Micheal Lev, business editor ot the Chicago Tribune, said his staff was scrambling to figure out what was going on with United's stock. He said at the time that he had not heard of the CNBC report that a six-year-old story about United filing for bankruptcy had run on the his paper's Web site. "We've written nothing on United Airlines today," said Lev.

According to news aggregation site SmartBrief.com, the South Florida Sun-Sentinel, a Tribune paper, was the first to run the old story about United. It was posted to its Web site at roughly 1 p.m. Sunday.

Sun-Sentinel Online Editor Joe Schwerdt pulled the story off his site shortly before noon this morning, in response to a call Tribune made to Sun-Sentinel editor Earl Maucker.

"I literally just got word a couple minutes ago that there was problem," says Schwerdt. He says he did not know how the old story was posted as new and was unsure if any other Tribune papers ran it. He declined to discuss details about how his paper publishes stories on weekends. ...

It was unclear whether the old story appeared on the front of the Tribune's site, as some initial reports indicated. Tribune says it did not. Regardless, investors who found the story would have a hard time knowing it was six years old. No date of original publication is listed on the story page on either chicagotribune.com or sunsentinel.com. The only date on the pages was today's: Sept. 8, 2008

On Romenesko's journalism blog, Maucker says reports that an United Airlines bankruptcy story resurfaced on his paper's website on Sunday are wrong. "We never posted the story. We never did anything." A research firm apparently found the old story through a Google search and then posted it to Bloomberg, which caused UAL investors to panic, Romenesko says.

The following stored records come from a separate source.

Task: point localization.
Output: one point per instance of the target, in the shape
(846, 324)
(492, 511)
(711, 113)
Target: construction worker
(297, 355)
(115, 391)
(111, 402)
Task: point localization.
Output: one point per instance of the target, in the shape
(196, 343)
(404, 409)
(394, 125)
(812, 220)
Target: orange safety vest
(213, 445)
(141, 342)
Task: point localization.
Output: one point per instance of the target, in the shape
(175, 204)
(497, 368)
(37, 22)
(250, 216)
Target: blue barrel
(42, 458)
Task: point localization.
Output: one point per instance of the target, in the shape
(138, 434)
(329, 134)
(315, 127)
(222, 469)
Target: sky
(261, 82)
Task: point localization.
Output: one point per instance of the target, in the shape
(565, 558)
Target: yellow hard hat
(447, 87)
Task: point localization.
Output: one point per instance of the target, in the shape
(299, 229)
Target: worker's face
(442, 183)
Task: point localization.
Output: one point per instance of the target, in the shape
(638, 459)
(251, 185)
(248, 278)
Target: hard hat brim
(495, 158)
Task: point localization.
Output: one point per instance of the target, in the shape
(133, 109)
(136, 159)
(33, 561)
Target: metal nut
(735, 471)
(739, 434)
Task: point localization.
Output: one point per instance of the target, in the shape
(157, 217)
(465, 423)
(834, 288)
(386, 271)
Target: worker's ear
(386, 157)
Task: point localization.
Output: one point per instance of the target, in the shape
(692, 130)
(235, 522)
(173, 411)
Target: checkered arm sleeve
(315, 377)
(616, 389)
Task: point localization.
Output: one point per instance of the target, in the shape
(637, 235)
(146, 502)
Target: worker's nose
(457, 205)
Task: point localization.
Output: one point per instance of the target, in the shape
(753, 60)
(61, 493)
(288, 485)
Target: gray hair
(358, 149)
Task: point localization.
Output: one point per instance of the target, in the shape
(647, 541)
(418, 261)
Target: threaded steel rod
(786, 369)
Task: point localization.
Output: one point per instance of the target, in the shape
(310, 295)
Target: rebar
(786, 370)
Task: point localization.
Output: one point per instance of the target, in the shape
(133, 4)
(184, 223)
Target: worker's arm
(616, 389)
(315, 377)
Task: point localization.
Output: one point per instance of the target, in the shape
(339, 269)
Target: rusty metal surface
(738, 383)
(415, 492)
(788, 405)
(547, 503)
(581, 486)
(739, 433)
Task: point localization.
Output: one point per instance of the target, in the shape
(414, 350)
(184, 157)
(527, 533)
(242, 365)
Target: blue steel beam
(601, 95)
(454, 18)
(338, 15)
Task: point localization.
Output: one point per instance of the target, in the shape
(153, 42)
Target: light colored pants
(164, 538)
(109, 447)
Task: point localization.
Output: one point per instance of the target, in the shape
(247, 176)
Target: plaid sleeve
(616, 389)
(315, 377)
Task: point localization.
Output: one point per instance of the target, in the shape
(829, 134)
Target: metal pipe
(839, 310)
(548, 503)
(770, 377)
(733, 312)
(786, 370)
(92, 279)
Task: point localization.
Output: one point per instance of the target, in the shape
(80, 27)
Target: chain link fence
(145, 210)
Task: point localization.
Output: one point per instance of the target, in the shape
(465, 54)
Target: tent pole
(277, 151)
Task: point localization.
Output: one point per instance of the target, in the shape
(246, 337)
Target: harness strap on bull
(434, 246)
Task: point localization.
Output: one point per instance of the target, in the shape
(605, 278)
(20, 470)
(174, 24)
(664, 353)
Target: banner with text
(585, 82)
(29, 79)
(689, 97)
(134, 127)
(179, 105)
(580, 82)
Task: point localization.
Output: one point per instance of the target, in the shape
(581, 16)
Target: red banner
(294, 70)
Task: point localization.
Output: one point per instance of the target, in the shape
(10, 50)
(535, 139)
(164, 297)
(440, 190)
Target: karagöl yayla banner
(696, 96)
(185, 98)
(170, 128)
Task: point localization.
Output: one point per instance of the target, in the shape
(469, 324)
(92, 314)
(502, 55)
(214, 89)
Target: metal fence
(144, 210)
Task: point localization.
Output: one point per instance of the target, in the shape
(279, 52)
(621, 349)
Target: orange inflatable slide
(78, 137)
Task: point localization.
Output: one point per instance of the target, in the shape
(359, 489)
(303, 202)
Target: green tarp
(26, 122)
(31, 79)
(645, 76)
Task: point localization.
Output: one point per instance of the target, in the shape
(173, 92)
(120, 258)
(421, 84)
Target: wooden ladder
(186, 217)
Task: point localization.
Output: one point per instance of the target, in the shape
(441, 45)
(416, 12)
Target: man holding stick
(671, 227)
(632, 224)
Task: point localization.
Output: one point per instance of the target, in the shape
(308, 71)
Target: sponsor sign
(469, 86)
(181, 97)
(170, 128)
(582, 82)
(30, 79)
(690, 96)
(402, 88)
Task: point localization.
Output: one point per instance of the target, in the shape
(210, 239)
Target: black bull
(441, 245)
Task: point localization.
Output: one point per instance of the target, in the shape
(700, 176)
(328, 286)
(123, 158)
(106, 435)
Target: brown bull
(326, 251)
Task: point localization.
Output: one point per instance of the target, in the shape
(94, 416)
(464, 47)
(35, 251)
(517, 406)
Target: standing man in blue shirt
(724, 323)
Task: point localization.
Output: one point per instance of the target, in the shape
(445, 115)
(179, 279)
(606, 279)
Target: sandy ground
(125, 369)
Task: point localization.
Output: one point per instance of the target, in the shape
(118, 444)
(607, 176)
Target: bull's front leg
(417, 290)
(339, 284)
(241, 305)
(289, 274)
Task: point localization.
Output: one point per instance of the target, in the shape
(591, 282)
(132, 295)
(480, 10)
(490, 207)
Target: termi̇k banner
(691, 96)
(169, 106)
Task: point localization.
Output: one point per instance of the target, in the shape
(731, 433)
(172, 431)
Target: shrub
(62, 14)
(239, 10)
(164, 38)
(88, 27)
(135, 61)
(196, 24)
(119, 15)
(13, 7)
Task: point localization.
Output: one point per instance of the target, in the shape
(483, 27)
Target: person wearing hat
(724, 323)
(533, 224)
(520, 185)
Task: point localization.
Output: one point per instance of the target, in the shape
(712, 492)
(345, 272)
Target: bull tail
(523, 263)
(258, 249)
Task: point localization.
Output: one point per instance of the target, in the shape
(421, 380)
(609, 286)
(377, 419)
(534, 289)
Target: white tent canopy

Mary Schlangenstein of Bloomberg reports the news report was posted online by the Sun-Sentinel and was picked up by Income Securities Advisors Inc., said Richard Lehmann, president of the Miami Lakes, Florida-based research firm. Income Securities Advisors distributed the report on the Bloomberg terminal before retracting it and issuing a correction. Bloomberg News also ran a headline citing the Tribune story after the Income Securities Advisors report.